The resident blackbird at his nest in the stable.
He sang very sweetly to persuade his mate to take up residence here, but she was very nervous at first about the horse stomping around between the door and the nest. He seemed very much at home, possibly being one of those who hatched here last year.
But the story goes back to 2013 when swallows nested on that beam. There were five chicks. I didn't expect to see the small, weak one again, but four flew off to Africa and in Spring 2014 three returned, swooping into the stable only to receive a terrible shock. In their absence the blackbirds had commandeered their nest, turning it into a blackbirds' nest by scattering a few bits of hay and twig over the mud. The three swallows repeatedly circled the stable, swooping at the nest to indicate that it was theirs, whilst Mrs Blackbird hunched down obstinately.
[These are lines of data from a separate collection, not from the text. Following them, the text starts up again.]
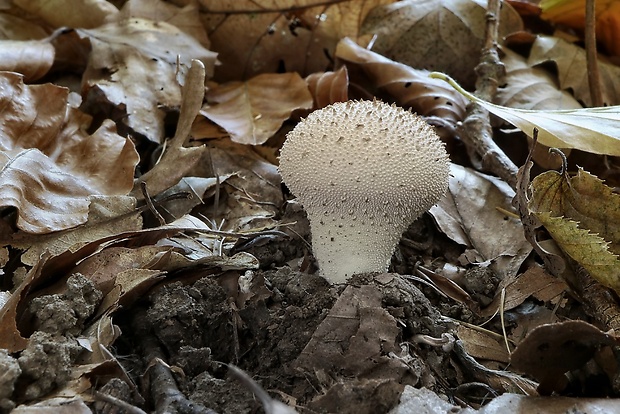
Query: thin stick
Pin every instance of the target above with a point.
(476, 130)
(594, 77)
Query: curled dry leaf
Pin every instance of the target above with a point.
(582, 215)
(134, 65)
(442, 35)
(85, 14)
(572, 69)
(49, 165)
(297, 36)
(528, 87)
(329, 87)
(254, 110)
(409, 87)
(594, 130)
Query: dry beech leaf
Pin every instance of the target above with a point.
(582, 215)
(572, 69)
(49, 165)
(177, 160)
(83, 13)
(278, 36)
(134, 65)
(254, 110)
(595, 130)
(31, 58)
(442, 35)
(527, 87)
(409, 87)
(329, 87)
(107, 216)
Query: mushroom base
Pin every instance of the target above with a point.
(343, 249)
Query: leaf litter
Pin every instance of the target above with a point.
(146, 237)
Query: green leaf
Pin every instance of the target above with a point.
(595, 130)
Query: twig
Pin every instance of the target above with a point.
(476, 130)
(594, 77)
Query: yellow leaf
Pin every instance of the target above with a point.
(582, 215)
(595, 130)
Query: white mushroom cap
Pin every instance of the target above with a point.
(364, 171)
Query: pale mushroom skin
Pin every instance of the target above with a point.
(363, 171)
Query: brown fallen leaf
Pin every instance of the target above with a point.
(572, 69)
(329, 87)
(410, 87)
(133, 65)
(85, 14)
(582, 215)
(31, 58)
(549, 351)
(298, 36)
(254, 110)
(50, 165)
(441, 35)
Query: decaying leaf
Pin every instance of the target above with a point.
(551, 350)
(252, 111)
(49, 164)
(409, 87)
(31, 58)
(469, 216)
(84, 13)
(572, 69)
(130, 54)
(442, 35)
(279, 37)
(528, 87)
(594, 130)
(582, 216)
(329, 87)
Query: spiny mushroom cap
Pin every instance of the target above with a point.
(364, 171)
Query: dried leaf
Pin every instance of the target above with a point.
(594, 130)
(254, 110)
(178, 160)
(329, 87)
(572, 69)
(527, 87)
(550, 350)
(582, 216)
(477, 223)
(572, 13)
(49, 165)
(84, 13)
(31, 58)
(409, 87)
(133, 65)
(278, 36)
(107, 216)
(442, 35)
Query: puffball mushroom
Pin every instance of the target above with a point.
(363, 171)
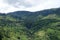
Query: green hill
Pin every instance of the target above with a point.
(24, 25)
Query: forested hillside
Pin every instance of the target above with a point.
(24, 25)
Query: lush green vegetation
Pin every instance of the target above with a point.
(42, 25)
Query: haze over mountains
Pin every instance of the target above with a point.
(25, 25)
(7, 6)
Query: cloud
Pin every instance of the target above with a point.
(27, 5)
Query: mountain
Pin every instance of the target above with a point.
(24, 25)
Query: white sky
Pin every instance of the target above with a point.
(27, 5)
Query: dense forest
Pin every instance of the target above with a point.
(24, 25)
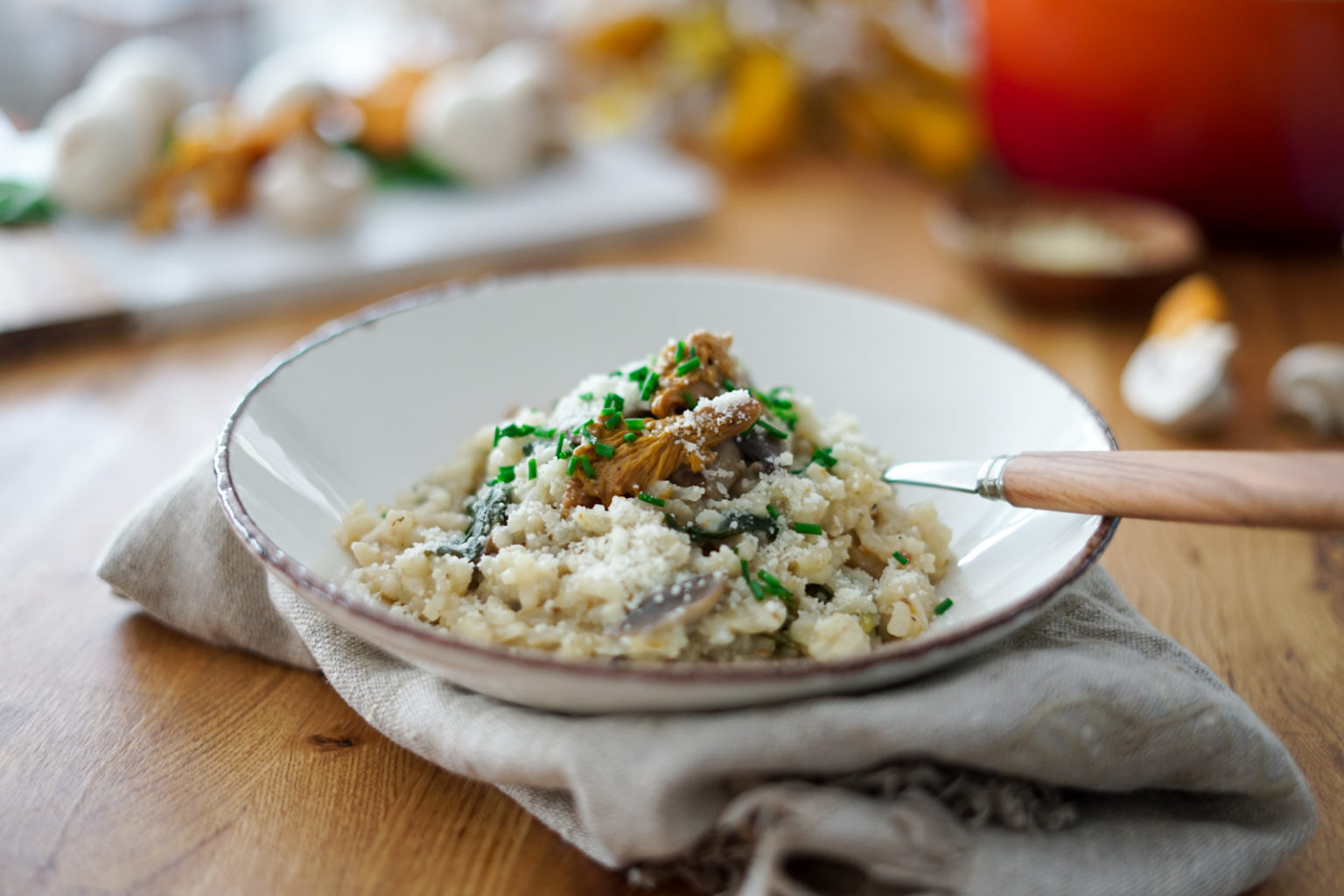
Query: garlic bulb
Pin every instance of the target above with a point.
(478, 132)
(531, 73)
(1178, 375)
(158, 75)
(104, 150)
(310, 188)
(278, 85)
(1308, 383)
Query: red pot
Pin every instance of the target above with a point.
(1233, 109)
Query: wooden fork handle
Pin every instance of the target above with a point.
(1288, 489)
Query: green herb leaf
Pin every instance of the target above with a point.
(756, 589)
(822, 457)
(23, 205)
(488, 509)
(732, 524)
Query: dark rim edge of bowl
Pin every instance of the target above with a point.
(316, 586)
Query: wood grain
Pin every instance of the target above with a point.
(1286, 489)
(136, 760)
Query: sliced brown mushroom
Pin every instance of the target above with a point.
(867, 559)
(686, 439)
(706, 381)
(680, 604)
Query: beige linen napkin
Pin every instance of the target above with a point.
(1088, 754)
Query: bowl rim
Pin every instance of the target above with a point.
(318, 587)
So it came about that blackbirds nested there again this year, also producing five eggs. Father bird worked very hard at feeding them all -- and at mucking out!
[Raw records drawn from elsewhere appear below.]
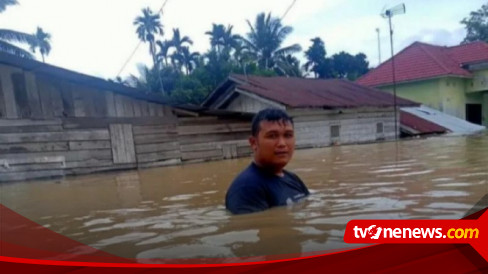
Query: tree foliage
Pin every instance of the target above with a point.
(189, 76)
(9, 37)
(42, 42)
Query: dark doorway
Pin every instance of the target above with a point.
(473, 113)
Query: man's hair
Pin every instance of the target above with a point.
(271, 115)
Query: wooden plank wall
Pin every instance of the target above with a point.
(52, 127)
(211, 138)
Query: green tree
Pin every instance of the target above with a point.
(187, 59)
(265, 39)
(476, 25)
(163, 52)
(315, 57)
(42, 42)
(178, 42)
(288, 66)
(349, 66)
(149, 25)
(7, 37)
(216, 36)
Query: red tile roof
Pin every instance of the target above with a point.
(419, 125)
(304, 92)
(423, 61)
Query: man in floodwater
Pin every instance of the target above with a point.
(264, 183)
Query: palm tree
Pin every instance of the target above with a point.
(164, 47)
(187, 59)
(221, 38)
(177, 41)
(42, 42)
(265, 38)
(8, 36)
(216, 36)
(148, 25)
(288, 66)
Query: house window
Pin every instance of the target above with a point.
(335, 131)
(379, 128)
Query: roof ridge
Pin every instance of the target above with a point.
(389, 60)
(470, 43)
(436, 60)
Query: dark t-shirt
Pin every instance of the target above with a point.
(256, 189)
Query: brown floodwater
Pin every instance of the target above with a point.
(178, 212)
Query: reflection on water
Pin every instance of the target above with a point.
(178, 212)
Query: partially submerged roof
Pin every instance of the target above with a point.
(305, 92)
(455, 125)
(75, 77)
(415, 125)
(421, 61)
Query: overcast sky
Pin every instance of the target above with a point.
(97, 36)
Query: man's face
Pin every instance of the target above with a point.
(274, 145)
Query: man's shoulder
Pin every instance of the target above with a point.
(292, 175)
(249, 176)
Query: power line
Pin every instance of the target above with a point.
(288, 9)
(139, 44)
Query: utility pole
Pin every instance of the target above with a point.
(379, 46)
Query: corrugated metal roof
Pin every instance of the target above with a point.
(304, 92)
(79, 78)
(418, 125)
(423, 61)
(455, 125)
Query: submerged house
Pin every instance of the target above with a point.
(56, 122)
(453, 80)
(325, 112)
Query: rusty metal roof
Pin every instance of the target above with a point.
(305, 92)
(417, 125)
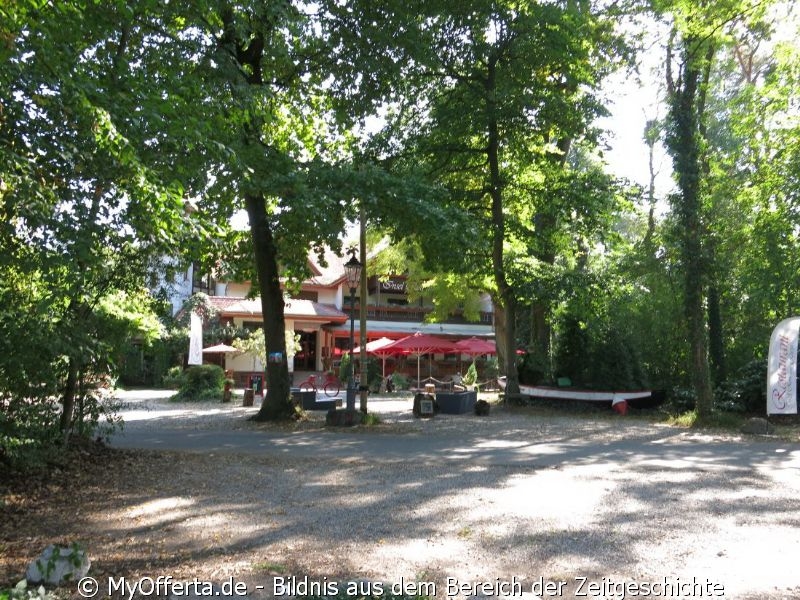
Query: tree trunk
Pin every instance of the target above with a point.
(362, 317)
(277, 401)
(716, 341)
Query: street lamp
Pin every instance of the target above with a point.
(352, 270)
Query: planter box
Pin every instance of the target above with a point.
(456, 403)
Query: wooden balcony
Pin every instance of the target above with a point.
(410, 314)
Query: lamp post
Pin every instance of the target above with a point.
(352, 270)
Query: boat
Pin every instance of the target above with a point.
(619, 400)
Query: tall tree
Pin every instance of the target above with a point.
(699, 33)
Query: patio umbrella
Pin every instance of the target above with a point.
(419, 344)
(476, 347)
(376, 347)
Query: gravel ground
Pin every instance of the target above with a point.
(727, 527)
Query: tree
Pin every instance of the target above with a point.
(82, 217)
(494, 94)
(699, 32)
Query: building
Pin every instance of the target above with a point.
(320, 315)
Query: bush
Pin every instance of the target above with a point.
(400, 381)
(471, 376)
(21, 591)
(203, 382)
(173, 378)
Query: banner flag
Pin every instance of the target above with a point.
(196, 340)
(782, 368)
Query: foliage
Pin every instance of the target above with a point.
(21, 591)
(174, 378)
(533, 367)
(471, 376)
(491, 369)
(746, 392)
(400, 381)
(571, 355)
(201, 383)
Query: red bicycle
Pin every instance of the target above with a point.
(330, 386)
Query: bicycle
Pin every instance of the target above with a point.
(330, 386)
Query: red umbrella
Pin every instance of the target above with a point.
(419, 344)
(476, 347)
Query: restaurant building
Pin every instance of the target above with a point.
(320, 314)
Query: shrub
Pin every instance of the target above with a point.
(173, 378)
(203, 382)
(21, 591)
(471, 376)
(492, 369)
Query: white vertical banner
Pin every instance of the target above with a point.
(782, 368)
(196, 340)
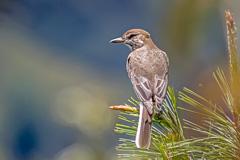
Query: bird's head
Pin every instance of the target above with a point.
(134, 38)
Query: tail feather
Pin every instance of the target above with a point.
(144, 130)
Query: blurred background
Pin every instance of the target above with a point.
(59, 74)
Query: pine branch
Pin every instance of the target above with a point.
(234, 66)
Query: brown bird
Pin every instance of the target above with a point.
(147, 68)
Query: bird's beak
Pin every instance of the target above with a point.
(117, 40)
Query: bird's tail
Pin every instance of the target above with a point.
(144, 130)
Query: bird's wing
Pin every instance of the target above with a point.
(161, 84)
(141, 84)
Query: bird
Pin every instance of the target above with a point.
(148, 70)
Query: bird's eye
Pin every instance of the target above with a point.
(131, 36)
The first fledgling to leave the nest drowned in the horse's water bucket.
The second fluttered wildly on the ground, trying to regain the nest but unable to fly up to the beam which was at swallows' nesting height, too high for a young blackbird. Alarmed by the fluttering, the horse started to panic and circle the stable. I turned her out into the paddock whilst I tried to provide a pile of straw bales to act as either a ladder to the nest or a protective wall for the bird.
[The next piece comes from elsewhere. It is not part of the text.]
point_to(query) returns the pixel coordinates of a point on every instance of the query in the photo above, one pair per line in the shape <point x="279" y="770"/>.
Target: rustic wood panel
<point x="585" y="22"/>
To cut the story short, the second bird scuttled off at ground level, the third one managed some hopping interspersed with flying which ended with an escape under the gate into the back garden, the fourth sat on the straw in the stable and called to the fifth to leave the nest. After several attempts, this last one scrambled over the nest edge, swayed on the edge of the beam, wished it hadn't....and managed to retreat back into the nest. Number four then flew at low level out of the stable and crash-landed on the drive with a kind of diving belly flop. By the end of the day the last one had left -- and the horse was allowed back in.
I don't know which one it was that was killed by a car just outside the garden gate.